На этом их разговор и прекратился. И только спустя много времени, когда, публично осужденный, он превратился в изгоя, он вспомнит о ее словах. По правде говоря, он попал в капкан, о котором не принято говорить. Такое может случиться и с лучшим из людей. Он довольно быстро осознал, кто главный его противник или инициатор всего случившегося. Вспомнил ее высокомерный взгляд. Понял, что был выбран ею для осуществления своих… Однако он не мог спрятаться от людей, он должен был предстать перед их судом… О дитя мое, будь мне свидетелем: каждое утро, а иногда и по вечерам, если у меня есть силы, я выхожу на улицу, чтобы умолять каждого прохожего помолиться о ниспослании мне смерти… Но она все не приходит за мной… Да, он попал в капкан, о котором не принято говорить, но такое может случиться и с лучшим из людей.
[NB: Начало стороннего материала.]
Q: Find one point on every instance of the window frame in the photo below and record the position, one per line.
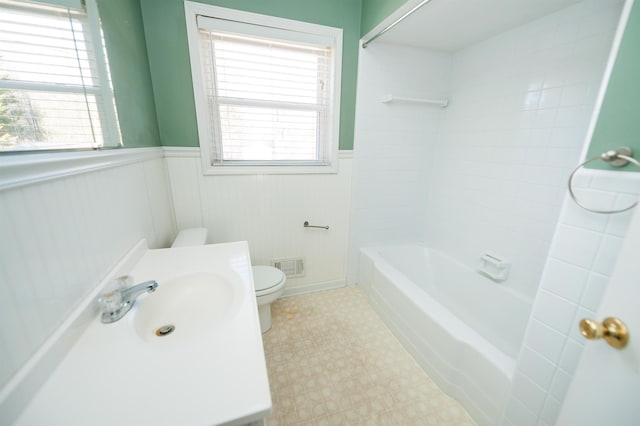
(205, 123)
(107, 111)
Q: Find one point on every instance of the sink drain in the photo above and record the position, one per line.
(165, 330)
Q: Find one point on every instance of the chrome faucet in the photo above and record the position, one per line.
(117, 303)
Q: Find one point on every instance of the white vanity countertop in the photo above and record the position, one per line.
(217, 375)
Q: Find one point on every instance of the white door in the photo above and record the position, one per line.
(606, 386)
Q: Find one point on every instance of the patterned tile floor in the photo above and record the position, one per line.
(332, 361)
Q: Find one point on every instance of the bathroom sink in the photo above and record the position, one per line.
(186, 306)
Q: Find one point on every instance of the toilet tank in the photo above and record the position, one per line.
(191, 237)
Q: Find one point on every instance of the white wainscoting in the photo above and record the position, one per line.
(268, 211)
(63, 228)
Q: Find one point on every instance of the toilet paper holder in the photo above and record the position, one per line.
(306, 225)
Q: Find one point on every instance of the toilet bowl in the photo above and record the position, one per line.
(268, 281)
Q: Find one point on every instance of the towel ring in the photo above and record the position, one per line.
(615, 157)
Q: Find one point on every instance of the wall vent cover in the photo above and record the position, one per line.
(292, 267)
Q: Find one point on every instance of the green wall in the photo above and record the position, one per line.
(127, 50)
(165, 30)
(375, 11)
(619, 120)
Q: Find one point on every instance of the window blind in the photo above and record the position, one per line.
(50, 92)
(270, 97)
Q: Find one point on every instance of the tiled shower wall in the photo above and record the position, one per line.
(520, 108)
(394, 143)
(576, 275)
(60, 237)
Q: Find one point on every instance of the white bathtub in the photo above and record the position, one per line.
(462, 328)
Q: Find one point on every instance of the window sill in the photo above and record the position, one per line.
(269, 169)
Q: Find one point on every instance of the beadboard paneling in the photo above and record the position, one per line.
(268, 211)
(59, 238)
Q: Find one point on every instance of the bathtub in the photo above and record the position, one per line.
(462, 328)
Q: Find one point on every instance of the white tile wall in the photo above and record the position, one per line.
(59, 238)
(393, 144)
(520, 108)
(268, 211)
(572, 285)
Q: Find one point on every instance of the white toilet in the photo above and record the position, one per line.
(268, 281)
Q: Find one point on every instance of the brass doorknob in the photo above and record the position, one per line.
(612, 330)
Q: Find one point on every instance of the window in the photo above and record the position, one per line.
(55, 91)
(267, 91)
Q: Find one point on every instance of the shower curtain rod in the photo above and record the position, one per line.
(394, 23)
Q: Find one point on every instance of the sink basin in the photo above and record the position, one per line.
(186, 307)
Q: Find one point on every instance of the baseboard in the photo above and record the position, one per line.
(312, 288)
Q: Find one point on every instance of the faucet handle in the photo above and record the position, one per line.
(111, 301)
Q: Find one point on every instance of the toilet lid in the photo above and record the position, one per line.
(265, 277)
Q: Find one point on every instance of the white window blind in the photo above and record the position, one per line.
(52, 92)
(269, 92)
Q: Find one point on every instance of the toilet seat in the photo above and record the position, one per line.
(267, 279)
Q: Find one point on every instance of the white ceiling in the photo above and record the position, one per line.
(454, 24)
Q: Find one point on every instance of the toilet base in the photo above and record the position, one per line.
(264, 312)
Но он осознал, кто был его противник. Этот ее высокомерный взгляд… И он должен был предстать на суд людской… Мне скучно все это… Ты еще не знаешь, как медленно течет время перед вратами смерти. И все, что случается с вами… все, что может произойти в вашей жизни… И посмотри, чем все это кончается: триумфом смерти, которую вы вожделенно призывали в глубине своей души и которая вас настигает в этой пустыне тоски и ожидания…»
Перед ним простиралось теперь это четкое пространство с хорошо очерченными границами — пространство, к которому он стремился (оливковые плантации, виноградники и скалистые горы) и которое никакая сила не могла бы сузить или сжать.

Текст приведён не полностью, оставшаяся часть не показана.